Já quanto ao desenvolvimento económico, não posso deixar de citar o que vem dito no relatório, que se não fosse tão sério, quase seria caricatural. «Em 2008, mais do que uma mera expressão com um sentido algo vago, “a crise” mostrou existir de facto. E com essa crise são bem evidentes os seus reflexos negativos na nossa sociedade. As inúmeras dificuldades económicas por que passam as nossas empresas, o encerramento de algumas unidades industriais, a deslocalização de empresas que há já muitos anos faziam parte do nosso quotidiano e o desemprego são problemas que existem, efectivamente, no nosso município e que norteiam a nossa actuação já que a Câmara Municipal pode (e deve) desempenhar um importante papel na criação de sinergias várias que concorram para o fortalecimento do nosso tecido produtivo e socioeconómico.»

Pois estamos perante um problema ético milenar, que de Kant a David Hume, passando pelo ano 500 a.C e pelos escritos de Parménides chegamos à questão do ser e dever ser. Ao mesmo tempo que o Executivo afirma que pode e deve, não é. Não tem desempenhado qualquer papel na criação de «sinergias», seja qual for o significado de tal epíteto, no fortalecimento do tecido produtivo e socioeconómico. Além de recusar, no quotidiano, esse papel, este Município tem visto o seu aparelho produtivo a desaparecer, sem atrair uma única unidade de produção a este concelho.

Facol, Ecco, Rohde, Corticeira Amorim, Amorim e Irmãos, Champcork, Recor, Cifial – o patronato faz o que quer. E deixa os trabalhadores sem trabalho, sem rendimento, ao mesmo tempo que continua a absorver largos milhares de euros do erário público que a CDU nunca deixou de denunciar. E quando o Sr. Presidente da Câmara questiona qual a utilidade da sua presença em concentrações de trabalhadores, certamente, para estes homens e mulheres, a solidariedade do presidente da sua cidade, em paridade, ao lado deles nas suas lutas, não seria indiferente. Porque a luta por melhores condições de vida e de trabalho, é a luta pelo fortalecimento do tecido produtivo e socioeconómico. Quais são, pois, as medidas que o Executivo propõe? Quais as medidas para centenas de micro, pequenos e médios empresários, que à conta da política monopolista no sector corticeiro não conseguem escoar a sua produção? Que medidas de apoio aos 7677 feirenses inscritos no Centro de Emprego, além as anunciadas em matéria de acção social, que se referem a 2008 e não a 2009.

Também em 2008, ano de crise, aumentaram as receitas provindas dos impostos municipais. Só no IMI, a Câmara arrecadou mais cerca de 1 milhão de euros em relação a 2007, em taxas de execução que superam sempre os 100%. E também em 2008 subiu por duas vezes o preço da água e sobrecarregou os munícipes com mais taxas.

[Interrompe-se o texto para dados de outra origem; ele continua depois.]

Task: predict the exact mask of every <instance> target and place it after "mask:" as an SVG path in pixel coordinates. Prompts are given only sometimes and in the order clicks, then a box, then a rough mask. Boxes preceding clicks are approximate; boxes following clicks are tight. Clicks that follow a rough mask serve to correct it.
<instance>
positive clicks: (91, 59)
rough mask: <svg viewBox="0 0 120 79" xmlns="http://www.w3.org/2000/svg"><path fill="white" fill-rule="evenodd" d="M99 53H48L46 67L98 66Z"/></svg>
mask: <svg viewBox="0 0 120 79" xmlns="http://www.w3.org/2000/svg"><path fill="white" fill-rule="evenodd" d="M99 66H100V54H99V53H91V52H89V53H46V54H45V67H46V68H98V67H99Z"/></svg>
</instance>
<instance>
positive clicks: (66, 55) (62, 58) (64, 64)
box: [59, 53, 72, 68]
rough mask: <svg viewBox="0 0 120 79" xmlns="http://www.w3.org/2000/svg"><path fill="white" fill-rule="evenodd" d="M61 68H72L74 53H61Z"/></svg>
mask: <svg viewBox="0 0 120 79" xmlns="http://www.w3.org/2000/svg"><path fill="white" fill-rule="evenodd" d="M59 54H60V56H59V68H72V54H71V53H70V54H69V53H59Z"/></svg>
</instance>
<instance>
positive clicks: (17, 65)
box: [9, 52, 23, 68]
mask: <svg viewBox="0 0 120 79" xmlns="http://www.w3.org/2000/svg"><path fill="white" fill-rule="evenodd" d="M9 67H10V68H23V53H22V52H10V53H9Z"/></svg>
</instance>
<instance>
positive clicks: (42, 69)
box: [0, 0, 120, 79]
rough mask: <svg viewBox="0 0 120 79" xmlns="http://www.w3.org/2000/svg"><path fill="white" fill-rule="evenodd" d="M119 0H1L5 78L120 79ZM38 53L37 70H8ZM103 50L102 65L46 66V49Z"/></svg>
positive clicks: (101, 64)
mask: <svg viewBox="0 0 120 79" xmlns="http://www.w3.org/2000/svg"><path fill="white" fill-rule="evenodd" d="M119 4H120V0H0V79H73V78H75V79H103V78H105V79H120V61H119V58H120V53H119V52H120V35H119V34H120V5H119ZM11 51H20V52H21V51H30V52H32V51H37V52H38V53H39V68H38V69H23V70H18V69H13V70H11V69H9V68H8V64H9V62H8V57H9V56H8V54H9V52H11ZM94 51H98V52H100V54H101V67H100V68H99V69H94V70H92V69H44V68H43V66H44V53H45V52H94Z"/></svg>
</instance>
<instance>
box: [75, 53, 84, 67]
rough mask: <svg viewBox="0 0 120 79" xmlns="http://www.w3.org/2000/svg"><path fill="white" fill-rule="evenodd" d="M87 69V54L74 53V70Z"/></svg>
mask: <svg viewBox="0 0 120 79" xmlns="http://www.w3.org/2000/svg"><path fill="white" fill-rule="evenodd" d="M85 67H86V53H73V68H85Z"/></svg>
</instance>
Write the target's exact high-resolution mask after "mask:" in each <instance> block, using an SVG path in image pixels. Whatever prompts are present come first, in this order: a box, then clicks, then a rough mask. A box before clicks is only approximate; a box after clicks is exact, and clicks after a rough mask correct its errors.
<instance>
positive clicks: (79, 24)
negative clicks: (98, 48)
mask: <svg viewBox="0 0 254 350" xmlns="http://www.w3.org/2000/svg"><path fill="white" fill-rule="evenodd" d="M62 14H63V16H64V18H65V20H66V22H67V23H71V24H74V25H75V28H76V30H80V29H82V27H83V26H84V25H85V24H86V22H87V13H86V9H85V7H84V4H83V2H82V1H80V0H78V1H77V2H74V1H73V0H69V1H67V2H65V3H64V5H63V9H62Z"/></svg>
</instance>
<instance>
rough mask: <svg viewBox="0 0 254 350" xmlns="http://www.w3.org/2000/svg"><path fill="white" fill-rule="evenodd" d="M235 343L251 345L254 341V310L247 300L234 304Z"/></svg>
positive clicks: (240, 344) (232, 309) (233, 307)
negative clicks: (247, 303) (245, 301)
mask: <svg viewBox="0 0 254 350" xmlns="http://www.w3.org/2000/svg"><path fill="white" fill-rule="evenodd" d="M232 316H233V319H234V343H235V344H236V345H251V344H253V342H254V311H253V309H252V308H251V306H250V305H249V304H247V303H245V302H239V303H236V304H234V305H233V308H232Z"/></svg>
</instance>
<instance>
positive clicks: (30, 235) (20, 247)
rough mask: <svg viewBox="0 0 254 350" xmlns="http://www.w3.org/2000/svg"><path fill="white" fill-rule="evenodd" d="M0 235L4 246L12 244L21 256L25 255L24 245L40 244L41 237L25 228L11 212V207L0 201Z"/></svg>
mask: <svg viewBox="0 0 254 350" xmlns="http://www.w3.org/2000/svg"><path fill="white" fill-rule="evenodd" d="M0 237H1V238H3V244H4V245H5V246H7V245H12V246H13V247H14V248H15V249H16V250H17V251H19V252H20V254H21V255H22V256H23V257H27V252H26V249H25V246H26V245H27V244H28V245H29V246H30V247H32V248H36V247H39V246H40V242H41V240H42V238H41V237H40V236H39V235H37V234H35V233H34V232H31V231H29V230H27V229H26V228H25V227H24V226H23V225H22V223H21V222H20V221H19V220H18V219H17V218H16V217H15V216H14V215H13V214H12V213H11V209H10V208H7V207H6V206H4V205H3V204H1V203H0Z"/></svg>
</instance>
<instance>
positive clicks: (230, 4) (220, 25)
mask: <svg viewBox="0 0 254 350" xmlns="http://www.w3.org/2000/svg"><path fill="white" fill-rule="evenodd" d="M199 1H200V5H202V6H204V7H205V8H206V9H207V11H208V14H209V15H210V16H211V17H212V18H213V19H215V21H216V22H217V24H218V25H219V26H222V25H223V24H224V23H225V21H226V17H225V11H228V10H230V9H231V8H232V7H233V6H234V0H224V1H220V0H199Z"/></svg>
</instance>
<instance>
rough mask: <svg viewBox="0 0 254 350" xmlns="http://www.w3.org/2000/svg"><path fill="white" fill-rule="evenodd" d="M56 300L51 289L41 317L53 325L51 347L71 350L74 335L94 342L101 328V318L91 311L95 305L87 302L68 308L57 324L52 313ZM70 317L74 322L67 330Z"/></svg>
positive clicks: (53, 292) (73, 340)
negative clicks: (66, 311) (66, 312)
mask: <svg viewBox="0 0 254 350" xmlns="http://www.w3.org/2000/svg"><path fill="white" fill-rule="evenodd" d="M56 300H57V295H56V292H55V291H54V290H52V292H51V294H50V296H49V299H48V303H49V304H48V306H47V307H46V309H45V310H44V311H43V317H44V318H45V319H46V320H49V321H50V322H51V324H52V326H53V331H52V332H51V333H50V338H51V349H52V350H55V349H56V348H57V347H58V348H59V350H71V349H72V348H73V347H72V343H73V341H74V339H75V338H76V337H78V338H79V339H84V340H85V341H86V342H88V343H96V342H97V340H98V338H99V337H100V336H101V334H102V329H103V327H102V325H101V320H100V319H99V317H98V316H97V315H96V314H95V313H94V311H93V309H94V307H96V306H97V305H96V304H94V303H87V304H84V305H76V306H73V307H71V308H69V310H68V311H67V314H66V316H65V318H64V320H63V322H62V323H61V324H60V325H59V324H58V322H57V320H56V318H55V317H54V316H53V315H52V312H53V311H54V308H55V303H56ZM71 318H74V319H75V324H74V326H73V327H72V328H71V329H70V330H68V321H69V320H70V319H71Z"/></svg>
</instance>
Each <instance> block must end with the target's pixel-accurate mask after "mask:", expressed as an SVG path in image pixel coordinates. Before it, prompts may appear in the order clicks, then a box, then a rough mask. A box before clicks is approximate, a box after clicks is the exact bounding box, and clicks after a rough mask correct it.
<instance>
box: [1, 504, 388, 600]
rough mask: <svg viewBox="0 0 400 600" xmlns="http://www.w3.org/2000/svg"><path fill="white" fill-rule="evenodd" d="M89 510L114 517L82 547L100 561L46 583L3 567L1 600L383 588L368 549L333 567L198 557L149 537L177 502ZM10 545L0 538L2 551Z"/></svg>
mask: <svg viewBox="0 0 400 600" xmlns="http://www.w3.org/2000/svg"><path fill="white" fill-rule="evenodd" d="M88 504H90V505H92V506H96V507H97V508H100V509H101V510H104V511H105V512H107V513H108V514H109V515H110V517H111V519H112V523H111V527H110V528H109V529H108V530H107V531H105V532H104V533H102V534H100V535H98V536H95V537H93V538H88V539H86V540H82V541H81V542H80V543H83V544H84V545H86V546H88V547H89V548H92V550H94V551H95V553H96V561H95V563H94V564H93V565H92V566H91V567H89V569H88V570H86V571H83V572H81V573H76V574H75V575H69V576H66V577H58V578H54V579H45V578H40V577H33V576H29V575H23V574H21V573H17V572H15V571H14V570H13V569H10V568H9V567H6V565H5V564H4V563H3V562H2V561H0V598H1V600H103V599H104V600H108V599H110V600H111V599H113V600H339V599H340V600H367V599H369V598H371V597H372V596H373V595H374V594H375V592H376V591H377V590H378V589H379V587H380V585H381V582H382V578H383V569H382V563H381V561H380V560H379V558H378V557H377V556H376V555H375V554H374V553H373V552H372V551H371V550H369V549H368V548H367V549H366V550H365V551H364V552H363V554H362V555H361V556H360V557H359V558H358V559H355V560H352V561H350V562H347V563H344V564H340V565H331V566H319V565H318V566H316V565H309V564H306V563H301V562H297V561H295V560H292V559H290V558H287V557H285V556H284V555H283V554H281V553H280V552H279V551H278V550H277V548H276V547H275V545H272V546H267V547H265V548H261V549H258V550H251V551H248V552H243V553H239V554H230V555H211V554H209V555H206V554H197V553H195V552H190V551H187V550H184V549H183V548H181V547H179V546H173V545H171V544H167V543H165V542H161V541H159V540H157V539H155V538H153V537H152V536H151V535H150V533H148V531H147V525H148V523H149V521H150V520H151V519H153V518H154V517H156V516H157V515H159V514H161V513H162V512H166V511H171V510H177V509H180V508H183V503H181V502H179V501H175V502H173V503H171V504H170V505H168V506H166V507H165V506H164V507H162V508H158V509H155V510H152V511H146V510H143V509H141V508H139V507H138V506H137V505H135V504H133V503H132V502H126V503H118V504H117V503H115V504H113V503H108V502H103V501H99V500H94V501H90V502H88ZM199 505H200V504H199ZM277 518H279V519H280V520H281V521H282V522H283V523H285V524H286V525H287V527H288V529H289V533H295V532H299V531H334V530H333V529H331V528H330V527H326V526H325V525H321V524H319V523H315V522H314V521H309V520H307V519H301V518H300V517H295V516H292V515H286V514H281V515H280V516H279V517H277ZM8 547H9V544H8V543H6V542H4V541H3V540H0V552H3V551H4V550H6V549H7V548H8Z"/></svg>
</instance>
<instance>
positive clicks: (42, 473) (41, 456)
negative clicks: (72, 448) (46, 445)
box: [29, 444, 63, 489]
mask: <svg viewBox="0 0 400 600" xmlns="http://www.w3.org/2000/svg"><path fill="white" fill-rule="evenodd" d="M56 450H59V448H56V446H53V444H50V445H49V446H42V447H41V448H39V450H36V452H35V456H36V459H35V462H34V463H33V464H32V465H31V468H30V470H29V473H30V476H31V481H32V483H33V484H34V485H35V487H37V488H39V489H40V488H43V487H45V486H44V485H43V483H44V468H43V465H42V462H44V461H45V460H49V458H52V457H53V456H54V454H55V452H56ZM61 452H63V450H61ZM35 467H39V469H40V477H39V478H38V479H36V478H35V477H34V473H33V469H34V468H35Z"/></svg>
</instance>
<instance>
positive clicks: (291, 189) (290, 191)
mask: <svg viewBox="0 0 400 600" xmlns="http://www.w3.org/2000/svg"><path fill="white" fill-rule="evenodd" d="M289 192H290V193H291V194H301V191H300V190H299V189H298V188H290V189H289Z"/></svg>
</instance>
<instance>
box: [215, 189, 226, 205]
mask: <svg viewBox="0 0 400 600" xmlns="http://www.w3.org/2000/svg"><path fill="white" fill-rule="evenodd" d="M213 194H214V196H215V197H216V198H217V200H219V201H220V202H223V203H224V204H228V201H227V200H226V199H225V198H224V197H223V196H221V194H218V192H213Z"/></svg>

São estas as sinergias de uma Câmara que há muito já escolheu o seu lado. E esse não é, claramente, o lado daqueles que mais sofrem com os efeitos de uma crise económica e social sem precedentes, dos que se vêem privados do seu trabalho, dos que sobrevivem com pequenas pensões.

Mas, como dizia o poeta comunista Ary dos Santos, «passaremos adiante, com passo firme e seguro. O passado é já bastante, vamos passar ao futuro». E a CDU construirá esse futuro, ao lado de quem trabalha.